As one can imagine, this makes cordoning and draining a node problematic - if we drain a node all the pods restart at the same time somewhere else and can overload a worker (or bring it to a standstill causing multiple restarts which eventually lead to database locks).
To get around this I've written a shell script which uses kubectl to list out the pods, restart each (by patching the meta data), wait for status to become available and move to the next one.
Scripts work fine for server patching or workload upgrades, but don't solve the problem of a node outage - everything runs in AWS and when a node fails a new one is created via autoscaling, but it means 4 pods try and restart at the same time (usually on Sunday morning at 3am of course).
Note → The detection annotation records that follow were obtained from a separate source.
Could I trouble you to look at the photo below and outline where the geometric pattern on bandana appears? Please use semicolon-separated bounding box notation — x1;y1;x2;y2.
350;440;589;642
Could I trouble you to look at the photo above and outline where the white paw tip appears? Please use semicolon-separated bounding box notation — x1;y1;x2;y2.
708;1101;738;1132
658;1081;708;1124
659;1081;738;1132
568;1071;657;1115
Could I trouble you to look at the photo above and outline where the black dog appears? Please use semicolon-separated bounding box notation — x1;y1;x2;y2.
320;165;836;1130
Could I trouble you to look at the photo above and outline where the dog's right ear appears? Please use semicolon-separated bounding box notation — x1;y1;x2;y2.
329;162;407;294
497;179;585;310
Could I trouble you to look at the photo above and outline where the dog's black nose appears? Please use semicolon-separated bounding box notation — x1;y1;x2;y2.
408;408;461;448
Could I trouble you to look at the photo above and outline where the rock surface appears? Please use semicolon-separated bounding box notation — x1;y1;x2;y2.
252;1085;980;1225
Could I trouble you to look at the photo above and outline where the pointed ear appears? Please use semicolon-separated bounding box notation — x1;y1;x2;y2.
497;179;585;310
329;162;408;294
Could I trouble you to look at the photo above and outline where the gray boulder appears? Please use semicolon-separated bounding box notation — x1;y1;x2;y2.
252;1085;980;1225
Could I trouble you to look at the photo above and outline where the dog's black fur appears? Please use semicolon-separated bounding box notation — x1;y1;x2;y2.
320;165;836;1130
One idea would be to have an init container which is aware of the other starting workloads - if no other workloads are currently starting on the same node, then the init container exits allowing the main container to start. This would require a service account and permissions, but could be a workaround, but I was wondering if there was a more standard way to do this via configuration (affinity rules etc)?
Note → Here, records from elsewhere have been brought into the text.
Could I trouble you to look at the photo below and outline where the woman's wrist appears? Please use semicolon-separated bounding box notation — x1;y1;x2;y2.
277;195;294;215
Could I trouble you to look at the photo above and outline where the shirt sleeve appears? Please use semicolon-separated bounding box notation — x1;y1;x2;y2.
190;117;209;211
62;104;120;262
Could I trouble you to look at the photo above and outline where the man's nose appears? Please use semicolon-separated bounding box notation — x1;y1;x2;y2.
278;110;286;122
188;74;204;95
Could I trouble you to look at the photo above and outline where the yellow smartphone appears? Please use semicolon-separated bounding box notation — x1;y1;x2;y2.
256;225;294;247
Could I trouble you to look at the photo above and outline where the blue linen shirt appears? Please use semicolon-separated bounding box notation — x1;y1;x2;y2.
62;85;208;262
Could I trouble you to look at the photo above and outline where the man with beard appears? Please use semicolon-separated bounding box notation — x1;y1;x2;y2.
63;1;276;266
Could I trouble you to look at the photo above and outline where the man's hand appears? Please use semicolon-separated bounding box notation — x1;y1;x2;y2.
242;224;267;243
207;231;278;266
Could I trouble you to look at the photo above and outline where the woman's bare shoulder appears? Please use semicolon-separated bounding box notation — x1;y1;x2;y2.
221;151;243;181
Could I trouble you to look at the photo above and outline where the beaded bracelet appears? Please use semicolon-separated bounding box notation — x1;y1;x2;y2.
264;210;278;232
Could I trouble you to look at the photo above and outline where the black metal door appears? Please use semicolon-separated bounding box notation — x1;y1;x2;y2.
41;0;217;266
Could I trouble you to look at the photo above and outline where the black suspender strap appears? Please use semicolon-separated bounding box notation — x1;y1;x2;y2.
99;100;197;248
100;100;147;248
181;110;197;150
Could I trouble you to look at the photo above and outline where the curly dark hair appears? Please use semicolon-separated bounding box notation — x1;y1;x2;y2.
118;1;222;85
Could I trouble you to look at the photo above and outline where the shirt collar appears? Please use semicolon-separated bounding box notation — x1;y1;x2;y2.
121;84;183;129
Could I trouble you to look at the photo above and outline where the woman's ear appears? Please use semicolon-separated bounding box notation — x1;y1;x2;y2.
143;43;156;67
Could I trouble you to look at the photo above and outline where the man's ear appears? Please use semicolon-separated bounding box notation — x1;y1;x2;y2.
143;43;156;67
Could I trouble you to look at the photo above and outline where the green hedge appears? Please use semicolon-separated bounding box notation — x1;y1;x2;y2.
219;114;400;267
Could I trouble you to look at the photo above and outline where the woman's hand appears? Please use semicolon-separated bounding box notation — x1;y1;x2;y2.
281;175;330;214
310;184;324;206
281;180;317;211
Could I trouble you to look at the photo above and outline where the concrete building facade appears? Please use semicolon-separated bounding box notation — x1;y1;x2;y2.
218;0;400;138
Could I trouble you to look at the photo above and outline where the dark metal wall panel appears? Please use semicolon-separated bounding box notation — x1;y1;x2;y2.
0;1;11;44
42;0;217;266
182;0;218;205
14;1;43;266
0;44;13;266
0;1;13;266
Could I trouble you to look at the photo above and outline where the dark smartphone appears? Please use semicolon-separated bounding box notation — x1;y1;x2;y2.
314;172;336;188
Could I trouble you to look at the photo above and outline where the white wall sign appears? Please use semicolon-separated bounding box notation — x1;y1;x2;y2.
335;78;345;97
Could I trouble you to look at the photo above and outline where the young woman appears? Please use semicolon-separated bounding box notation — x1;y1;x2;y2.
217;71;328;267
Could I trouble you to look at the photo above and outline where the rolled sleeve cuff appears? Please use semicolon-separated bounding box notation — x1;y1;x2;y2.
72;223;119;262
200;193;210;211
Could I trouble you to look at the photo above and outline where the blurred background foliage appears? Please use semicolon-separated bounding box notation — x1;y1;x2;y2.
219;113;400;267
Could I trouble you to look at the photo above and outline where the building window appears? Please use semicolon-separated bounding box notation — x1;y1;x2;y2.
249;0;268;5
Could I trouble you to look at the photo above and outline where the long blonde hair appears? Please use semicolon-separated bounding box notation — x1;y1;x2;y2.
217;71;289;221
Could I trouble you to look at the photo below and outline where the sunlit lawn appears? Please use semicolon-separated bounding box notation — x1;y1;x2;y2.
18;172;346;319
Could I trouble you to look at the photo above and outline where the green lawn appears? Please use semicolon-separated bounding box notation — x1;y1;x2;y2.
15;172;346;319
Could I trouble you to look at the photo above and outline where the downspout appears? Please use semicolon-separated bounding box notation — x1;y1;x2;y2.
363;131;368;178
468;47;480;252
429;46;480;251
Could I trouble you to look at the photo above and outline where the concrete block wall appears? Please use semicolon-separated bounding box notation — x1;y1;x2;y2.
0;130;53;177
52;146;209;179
This is the kind of problem one runs into when pods are schedulable anywhere. You're on the right track with affinity rules.
You could make these pods express an anti-affinity to each other by making pods within a deployment's replicaset express negative affinity for each other (so they spread among nodes). This makes scheduling somewhat heavy, but does accomplish keeping pods from causing cascading failures when a node is lost. It also does a pretty good job of making sure they're spread among failure domains, but that's more of a side-effect.
However, there is a better way to accomplish this - via pod topology spread constraints. By specifying a spread constraint, the scheduler will ensure that pods are either balanced among failure domains (be they AZs or nodes), and that failure to balance pods results in a failure to schedule.
One could write this in a way that guarantees pods are distributed among nodes, and that a node failure will not cause "bunching". Take a look at this example pod:
kind: Pod
apiVersion: v1
metadata:
name: mypod
labels:
foo: bar
spec:
topologySpreadConstraints:
- maxSkew: 1
topologyKey: zone
whenUnsatisfiable: DoNotSchedule
labelSelector:
matchLabels:
foo: bar
- maxSkew: 1
topologyKey: node
whenUnsatisfiable: DoNotSchedule
labelSelector:
matchLabels:
foo: bar
containers:
- name: pause
image: k8s.gcr.io/pause:3.1
This can be combined with affinity rules if you also do not want deployments and their replicasets to schedule with other deployments on the same node, further reducing the "bunching" effect. A soft anti-affinity is typically appropriate in such a case, so the scheduler will "try to not" colocate those workloads when possible.